In the new RGRC released by the University of Central Florida’s Institute for Diversity and Ethics in Sport as 2006 came to a close, the NBA is still the best for creating leadership opportunities for people of color with the only A for men’s pro sport. However, Major League Baseball and the NFL have closed the gap tying for the second best grade among the men’s leagues for race with a B+. With college sport getting a B- for race, that meant that all sports covered got at least a B- for the first time in the history of the report.

As it has throughout its 10 year history, the WNBA was top’s when included with the men’s leagues. This year it got the only A in both race and gender.

The news was not so good for opportunities for women as every men’s pro sport and college sport slipped in their grades for gender. I will save the details on gender for a separate column.

It seems ironic that as leagues and college increased chances for people of color to manage and run our games, the percentage of African-American players dropped in the NBA, NFL, MLB and the WNBA while increasing slightly at the college level.

In the NBA, the percentage of African-American players decreased to 73 percent, the lowest percentage since the 1990-91 season when it was 72 percent.

A total of 39.7 percent of MLB players were players of color with 29 percent Latino and only 8.5 percent African-American. That was the lowest percent for African-Americans since the Report Card was first published in the 1980s.

In the 2005 NFL season, the percentage of African-American players decreased from an all-time high of 69 percent to 66 percent.

The percent of African-American male and female college student-athletes increased in Division I to 25 and 15 percent, respectively.

Overall, it is obvious that on our playing fields, teams are choosing the best talent irrespective of race. The slightly decreasing percentages still leaves many African-Americans on our teams.

For me, it is far more important that as of December 2006, the 25 African-American head coaches in the three major men’s sports were an all-time high. And that the NBA set historic high marks for race in the following categories: League Office, team senior and professional administrators, president/CEOs, physicians, trainers and radio/TV broadcasters. It equaled the high for team vice presidents of color.

  • In the NBA, there were 12 African-American head coaches at the start of the 2006-07 season. The NBA continues to have the highest percentage in all pro sports. The same was true for general managers as the NBA led all others with seven African-American GMs.
  • The 2006 NFL season saw a record number of African-American head coaches with seven along with a record of five African-American GMs. People of color in assistant coaching positions in the NFL also set a record with 162 assistant coaches of color, or 34 percent.
  • Major League Baseball has six managers of color but only two GMs. Nonetheless, GM Kenny Williams led the White Sox to the 2005 World Championship while Omar Minaya strengthened the Mets to get them to game seven of the NL Championship Series.

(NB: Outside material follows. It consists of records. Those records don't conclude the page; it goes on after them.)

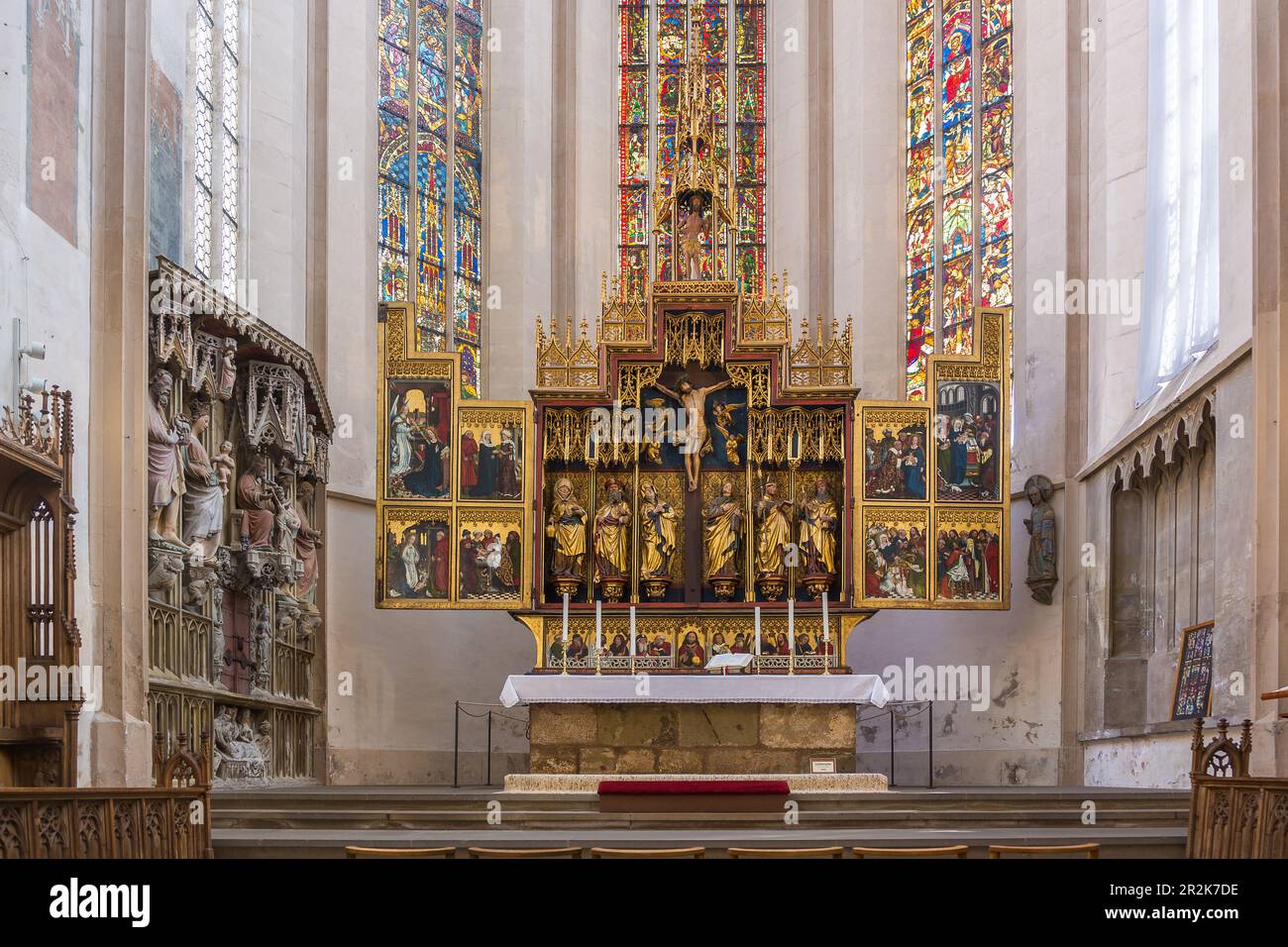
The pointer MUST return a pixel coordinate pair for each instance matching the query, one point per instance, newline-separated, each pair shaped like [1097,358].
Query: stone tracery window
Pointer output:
[426,256]
[217,145]
[960,174]
[655,43]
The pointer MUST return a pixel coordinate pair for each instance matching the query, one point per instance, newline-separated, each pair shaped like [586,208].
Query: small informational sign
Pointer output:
[1193,694]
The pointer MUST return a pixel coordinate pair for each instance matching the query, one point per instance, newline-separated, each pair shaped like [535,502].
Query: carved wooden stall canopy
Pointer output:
[38,575]
[239,437]
[1234,814]
[454,483]
[168,821]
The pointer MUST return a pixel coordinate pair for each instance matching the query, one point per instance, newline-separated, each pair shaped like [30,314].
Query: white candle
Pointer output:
[791,622]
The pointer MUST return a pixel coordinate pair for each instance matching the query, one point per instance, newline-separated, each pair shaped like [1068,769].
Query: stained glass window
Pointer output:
[653,53]
[441,265]
[217,149]
[960,206]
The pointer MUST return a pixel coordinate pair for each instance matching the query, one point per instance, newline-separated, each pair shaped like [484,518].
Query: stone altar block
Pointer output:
[673,738]
[696,724]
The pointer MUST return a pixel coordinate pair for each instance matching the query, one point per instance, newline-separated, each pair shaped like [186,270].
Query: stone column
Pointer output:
[1270,361]
[120,744]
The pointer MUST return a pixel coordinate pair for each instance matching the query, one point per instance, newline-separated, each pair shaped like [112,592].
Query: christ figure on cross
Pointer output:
[695,403]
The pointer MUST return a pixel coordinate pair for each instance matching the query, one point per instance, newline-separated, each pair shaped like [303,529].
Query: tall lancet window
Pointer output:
[1181,294]
[217,158]
[958,196]
[428,254]
[655,48]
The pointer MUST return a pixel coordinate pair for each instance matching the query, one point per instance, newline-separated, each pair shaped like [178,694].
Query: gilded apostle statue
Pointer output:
[612,543]
[658,523]
[567,528]
[818,515]
[721,523]
[773,534]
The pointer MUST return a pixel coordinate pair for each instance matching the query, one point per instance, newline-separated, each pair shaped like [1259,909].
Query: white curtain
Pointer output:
[1180,296]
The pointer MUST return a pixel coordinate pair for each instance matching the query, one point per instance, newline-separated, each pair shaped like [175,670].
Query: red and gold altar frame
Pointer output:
[402,512]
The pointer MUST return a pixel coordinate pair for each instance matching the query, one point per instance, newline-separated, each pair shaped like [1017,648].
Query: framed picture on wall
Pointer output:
[1193,694]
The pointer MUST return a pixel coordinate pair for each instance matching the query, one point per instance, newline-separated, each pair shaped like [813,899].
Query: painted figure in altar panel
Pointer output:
[894,458]
[419,431]
[691,654]
[419,557]
[695,436]
[818,521]
[966,441]
[612,535]
[773,531]
[567,531]
[489,557]
[658,522]
[969,553]
[721,521]
[490,455]
[894,560]
[166,482]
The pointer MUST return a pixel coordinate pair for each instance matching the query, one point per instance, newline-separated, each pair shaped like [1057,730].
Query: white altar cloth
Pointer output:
[695,688]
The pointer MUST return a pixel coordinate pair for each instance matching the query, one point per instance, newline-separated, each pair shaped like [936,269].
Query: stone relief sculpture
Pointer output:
[204,499]
[1041,525]
[166,483]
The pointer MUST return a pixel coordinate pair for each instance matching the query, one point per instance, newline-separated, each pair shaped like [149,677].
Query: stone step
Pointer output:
[362,818]
[297,843]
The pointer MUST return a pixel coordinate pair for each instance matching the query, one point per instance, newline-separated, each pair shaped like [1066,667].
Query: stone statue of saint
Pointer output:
[1043,574]
[721,522]
[818,530]
[166,483]
[612,535]
[204,500]
[658,522]
[695,403]
[567,527]
[257,497]
[773,531]
[695,235]
[307,543]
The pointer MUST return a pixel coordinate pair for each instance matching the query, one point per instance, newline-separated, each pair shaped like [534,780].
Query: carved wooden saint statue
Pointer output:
[695,403]
[1043,574]
[567,528]
[721,522]
[773,532]
[612,536]
[658,522]
[818,530]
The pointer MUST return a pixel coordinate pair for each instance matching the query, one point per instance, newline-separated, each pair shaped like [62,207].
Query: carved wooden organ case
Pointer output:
[239,437]
[38,583]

Our colleges had the furthest to go with whites holding 91, 90, and 93 percent of the head coaching positions in Divisions I, II, and III, respectively. Men’s basketball aside, the opportunities for coaches of color in college and slim.

So do we begin 2007 as a new era? I think we have clearly gotten better with hiring more people of color. Are we there yet? While closer, we still have a long way to go.